There hasn't been as much turnover in Trump's 'A' department as in his first administration (although still more than the last six presidents), because Trump took a more active role in selecting loyalists. We'll see how that continues over the next year with the Iran war and more unfriendly SCOTUS rulings.
Edit: And she's gone
They want to leave, but not if it makes them poorer, which it obviously will. So the status quo will continue. And they certainly don't want to join the US.
A 2025 poll showed that a majority 84% of Greenlanders would support independence from Denmark, with 9% opposing. 61% opposed independence if it meant a lower standard of living, with 39% in favour. When asked in a binary choice between the USA and Denmark, 85% preferred to be part of Denmark with only 6% preferring the USA.

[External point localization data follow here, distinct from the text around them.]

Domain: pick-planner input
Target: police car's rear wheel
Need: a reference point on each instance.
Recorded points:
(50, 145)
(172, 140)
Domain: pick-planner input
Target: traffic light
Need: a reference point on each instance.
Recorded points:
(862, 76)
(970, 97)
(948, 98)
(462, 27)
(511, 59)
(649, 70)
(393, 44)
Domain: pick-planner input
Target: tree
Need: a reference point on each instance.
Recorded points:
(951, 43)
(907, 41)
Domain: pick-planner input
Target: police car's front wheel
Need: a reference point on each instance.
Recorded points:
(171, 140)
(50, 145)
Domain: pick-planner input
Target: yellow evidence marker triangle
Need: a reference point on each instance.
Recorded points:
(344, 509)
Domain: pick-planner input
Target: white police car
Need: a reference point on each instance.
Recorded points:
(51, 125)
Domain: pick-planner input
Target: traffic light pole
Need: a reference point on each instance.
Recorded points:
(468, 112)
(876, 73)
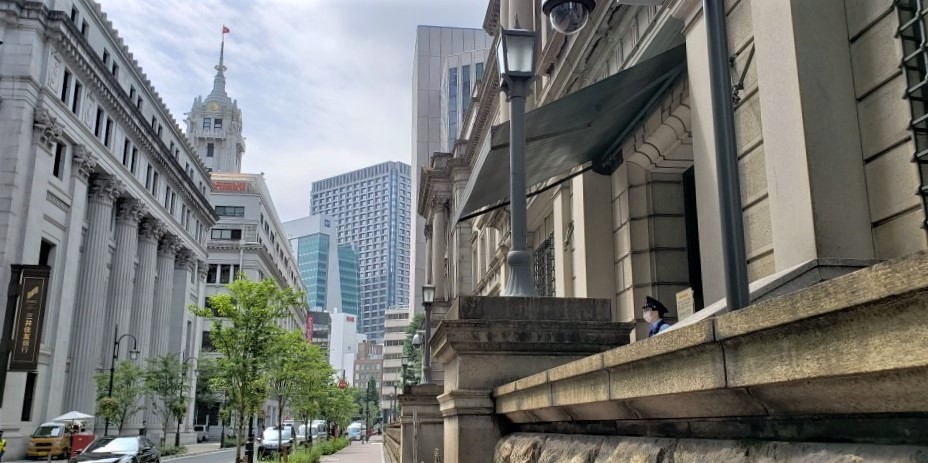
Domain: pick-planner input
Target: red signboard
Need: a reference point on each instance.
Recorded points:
(234, 187)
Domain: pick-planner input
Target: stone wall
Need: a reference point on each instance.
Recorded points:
(558, 448)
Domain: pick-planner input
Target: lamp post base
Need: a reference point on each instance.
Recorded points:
(520, 282)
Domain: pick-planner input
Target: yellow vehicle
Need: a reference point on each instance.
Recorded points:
(49, 438)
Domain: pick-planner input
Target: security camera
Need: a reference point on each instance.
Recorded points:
(568, 16)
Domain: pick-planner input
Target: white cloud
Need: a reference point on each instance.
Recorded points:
(324, 85)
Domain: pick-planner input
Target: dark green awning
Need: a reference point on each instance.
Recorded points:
(585, 126)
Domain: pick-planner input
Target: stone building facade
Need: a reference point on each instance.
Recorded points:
(100, 184)
(827, 179)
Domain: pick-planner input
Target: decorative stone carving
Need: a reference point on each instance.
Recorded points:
(46, 130)
(184, 259)
(84, 162)
(151, 230)
(105, 189)
(131, 210)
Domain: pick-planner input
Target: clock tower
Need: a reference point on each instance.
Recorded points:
(214, 126)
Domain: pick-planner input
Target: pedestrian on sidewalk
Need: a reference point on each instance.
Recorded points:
(653, 312)
(2, 445)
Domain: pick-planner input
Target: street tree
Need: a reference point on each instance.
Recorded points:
(128, 389)
(164, 382)
(311, 388)
(245, 326)
(414, 355)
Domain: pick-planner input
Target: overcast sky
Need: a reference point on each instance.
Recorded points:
(324, 85)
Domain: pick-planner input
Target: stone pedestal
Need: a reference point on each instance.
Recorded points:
(420, 423)
(485, 342)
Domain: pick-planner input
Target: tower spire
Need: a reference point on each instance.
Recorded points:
(219, 83)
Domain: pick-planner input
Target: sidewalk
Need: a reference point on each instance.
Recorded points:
(359, 453)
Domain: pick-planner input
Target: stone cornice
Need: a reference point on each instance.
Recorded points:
(815, 353)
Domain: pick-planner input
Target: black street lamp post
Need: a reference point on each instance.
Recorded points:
(181, 399)
(516, 55)
(133, 355)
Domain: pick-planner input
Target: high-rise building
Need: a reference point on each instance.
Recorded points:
(368, 365)
(395, 327)
(372, 208)
(249, 238)
(448, 63)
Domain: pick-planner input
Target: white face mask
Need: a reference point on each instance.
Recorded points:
(648, 315)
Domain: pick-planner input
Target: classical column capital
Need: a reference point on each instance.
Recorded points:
(169, 245)
(84, 162)
(151, 230)
(184, 259)
(45, 128)
(105, 189)
(131, 211)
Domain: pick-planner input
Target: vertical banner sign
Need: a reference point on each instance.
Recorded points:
(30, 314)
(309, 328)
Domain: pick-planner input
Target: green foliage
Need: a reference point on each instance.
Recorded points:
(314, 454)
(244, 332)
(165, 381)
(414, 371)
(127, 390)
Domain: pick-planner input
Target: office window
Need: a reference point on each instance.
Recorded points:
(225, 234)
(98, 125)
(465, 87)
(108, 134)
(60, 154)
(65, 86)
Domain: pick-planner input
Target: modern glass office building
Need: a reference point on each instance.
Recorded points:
(372, 207)
(350, 280)
(319, 261)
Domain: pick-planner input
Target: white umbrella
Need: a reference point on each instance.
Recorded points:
(73, 416)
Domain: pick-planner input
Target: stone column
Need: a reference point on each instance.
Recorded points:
(161, 313)
(439, 246)
(90, 308)
(150, 233)
(164, 291)
(83, 164)
(122, 280)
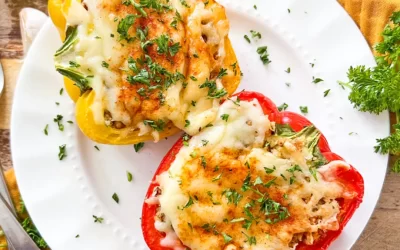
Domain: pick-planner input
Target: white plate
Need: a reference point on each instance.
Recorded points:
(62, 196)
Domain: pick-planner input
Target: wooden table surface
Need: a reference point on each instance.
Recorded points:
(382, 232)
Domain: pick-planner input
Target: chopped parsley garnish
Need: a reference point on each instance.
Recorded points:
(233, 196)
(129, 176)
(294, 169)
(203, 161)
(123, 27)
(156, 125)
(317, 80)
(74, 64)
(222, 73)
(250, 239)
(270, 182)
(234, 68)
(313, 172)
(255, 34)
(62, 152)
(184, 3)
(46, 129)
(247, 38)
(187, 123)
(213, 92)
(304, 109)
(225, 117)
(264, 56)
(105, 64)
(269, 170)
(376, 89)
(58, 120)
(227, 238)
(176, 20)
(283, 107)
(209, 193)
(138, 146)
(98, 219)
(32, 231)
(216, 178)
(237, 220)
(115, 197)
(188, 203)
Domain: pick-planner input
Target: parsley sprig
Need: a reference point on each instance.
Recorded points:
(377, 89)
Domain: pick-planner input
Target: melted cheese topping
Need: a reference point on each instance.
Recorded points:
(201, 32)
(213, 195)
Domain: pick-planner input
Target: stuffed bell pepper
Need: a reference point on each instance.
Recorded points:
(255, 178)
(143, 70)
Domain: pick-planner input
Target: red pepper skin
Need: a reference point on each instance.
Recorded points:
(350, 178)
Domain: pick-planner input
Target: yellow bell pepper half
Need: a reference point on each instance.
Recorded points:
(102, 133)
(109, 135)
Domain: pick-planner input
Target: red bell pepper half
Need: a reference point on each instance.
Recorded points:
(349, 177)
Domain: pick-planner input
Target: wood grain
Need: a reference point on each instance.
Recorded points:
(382, 232)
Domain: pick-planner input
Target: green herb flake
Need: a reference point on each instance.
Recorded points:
(105, 64)
(188, 203)
(129, 176)
(74, 64)
(264, 56)
(58, 120)
(283, 107)
(227, 238)
(216, 178)
(317, 80)
(62, 152)
(222, 73)
(304, 109)
(115, 197)
(255, 34)
(225, 117)
(98, 219)
(46, 129)
(187, 123)
(246, 37)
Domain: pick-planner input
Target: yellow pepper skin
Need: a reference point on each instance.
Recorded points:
(57, 8)
(109, 135)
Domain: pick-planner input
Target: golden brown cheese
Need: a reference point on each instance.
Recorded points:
(227, 191)
(150, 62)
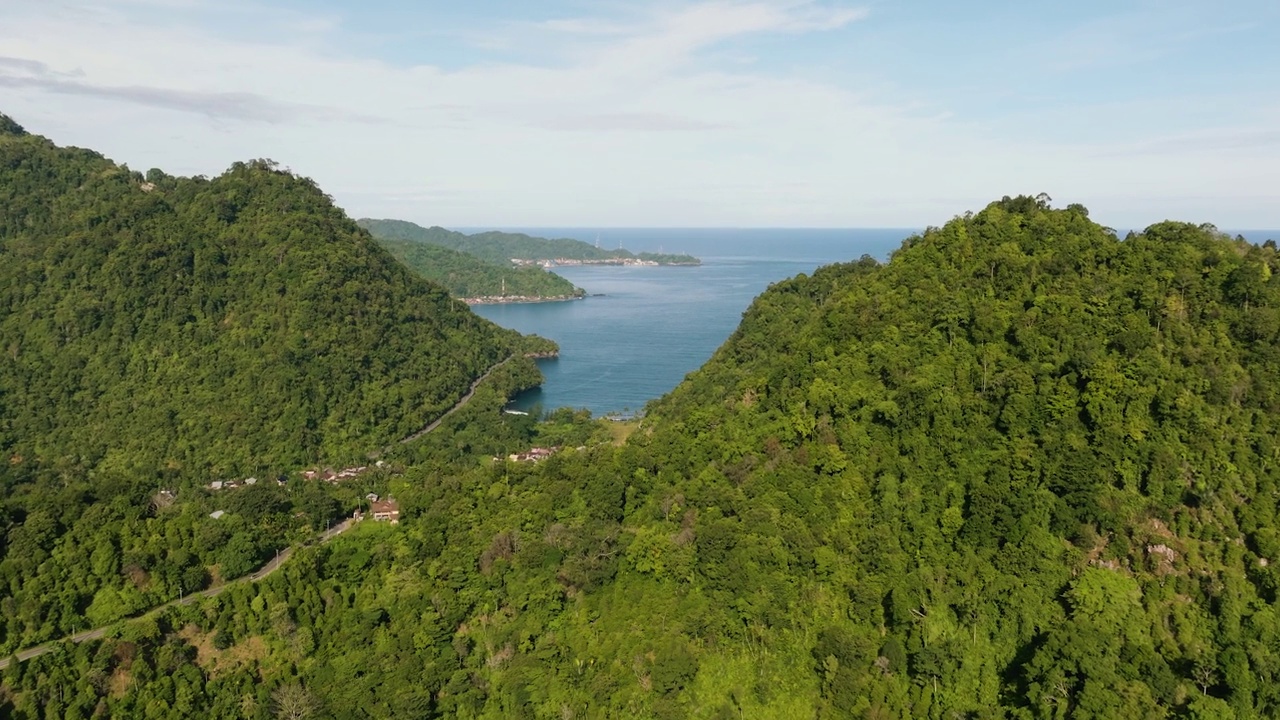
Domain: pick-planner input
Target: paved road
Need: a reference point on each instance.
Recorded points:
(96, 633)
(265, 569)
(466, 399)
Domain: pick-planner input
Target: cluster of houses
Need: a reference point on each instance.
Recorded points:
(534, 454)
(332, 475)
(380, 510)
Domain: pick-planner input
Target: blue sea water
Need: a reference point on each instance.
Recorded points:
(649, 327)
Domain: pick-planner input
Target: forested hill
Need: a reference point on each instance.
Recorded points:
(471, 278)
(188, 326)
(502, 247)
(1023, 469)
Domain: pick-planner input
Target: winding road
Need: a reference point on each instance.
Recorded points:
(96, 633)
(458, 405)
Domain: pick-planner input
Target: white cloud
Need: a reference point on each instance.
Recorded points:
(613, 122)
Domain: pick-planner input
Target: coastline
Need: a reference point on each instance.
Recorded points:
(519, 299)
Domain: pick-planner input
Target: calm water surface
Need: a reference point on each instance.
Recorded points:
(653, 326)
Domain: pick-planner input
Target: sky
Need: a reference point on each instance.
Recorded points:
(699, 113)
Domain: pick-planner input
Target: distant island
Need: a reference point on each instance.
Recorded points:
(476, 281)
(513, 265)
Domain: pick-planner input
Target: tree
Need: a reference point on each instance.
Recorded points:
(292, 701)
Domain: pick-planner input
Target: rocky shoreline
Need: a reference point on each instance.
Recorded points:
(507, 299)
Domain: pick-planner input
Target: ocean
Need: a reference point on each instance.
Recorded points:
(643, 329)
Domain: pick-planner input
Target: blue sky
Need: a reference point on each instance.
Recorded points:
(744, 113)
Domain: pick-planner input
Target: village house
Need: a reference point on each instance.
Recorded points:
(384, 511)
(533, 455)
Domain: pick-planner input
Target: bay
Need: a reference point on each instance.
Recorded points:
(643, 329)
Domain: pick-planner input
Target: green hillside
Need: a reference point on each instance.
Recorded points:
(1024, 469)
(159, 326)
(469, 277)
(502, 247)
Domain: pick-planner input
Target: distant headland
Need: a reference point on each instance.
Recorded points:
(499, 267)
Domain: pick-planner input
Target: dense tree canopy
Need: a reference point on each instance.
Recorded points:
(470, 277)
(208, 327)
(502, 247)
(160, 333)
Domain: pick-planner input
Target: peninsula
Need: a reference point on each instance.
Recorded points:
(515, 265)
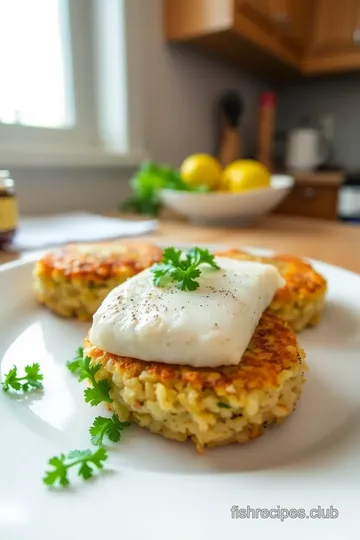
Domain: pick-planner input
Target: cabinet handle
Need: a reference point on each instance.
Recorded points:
(281, 18)
(309, 193)
(356, 37)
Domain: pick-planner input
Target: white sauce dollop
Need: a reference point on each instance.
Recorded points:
(209, 327)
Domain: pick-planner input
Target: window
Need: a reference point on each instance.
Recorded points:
(36, 90)
(65, 90)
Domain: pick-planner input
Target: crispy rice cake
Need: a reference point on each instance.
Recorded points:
(72, 281)
(300, 303)
(210, 406)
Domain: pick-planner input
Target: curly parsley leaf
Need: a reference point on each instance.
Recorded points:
(28, 382)
(86, 461)
(182, 269)
(74, 364)
(109, 427)
(81, 366)
(100, 389)
(147, 183)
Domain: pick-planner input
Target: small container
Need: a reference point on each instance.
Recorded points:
(8, 209)
(267, 105)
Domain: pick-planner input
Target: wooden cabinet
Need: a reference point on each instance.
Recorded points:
(335, 43)
(335, 24)
(288, 18)
(299, 36)
(264, 34)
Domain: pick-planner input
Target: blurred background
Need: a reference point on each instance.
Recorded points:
(91, 89)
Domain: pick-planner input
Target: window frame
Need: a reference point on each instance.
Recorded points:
(94, 139)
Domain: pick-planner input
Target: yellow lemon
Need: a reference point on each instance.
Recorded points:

There are only 1-3 non-autocracies in the middle east, depending on how you categorize Turkey and Lebanon, so that's not the problem.
Explain the 4d chess behind "Canada 51st state" or "Annex Greenland".
From a Bayesian perspective, there is strong evidence that Trump really likes Jews and is not a great long term thinker. Hegseth's record does not inspire confidence either.
Poland also refused to transfer two patriot batteries over, and France refused a request from Israel to use its airspace for weapons transfer. This is the logical conclusion of the boiling, seething contempt that the administration has for Europe (which is of course mutual).
Israel has invaded south lebanon many times, why will they stay this time?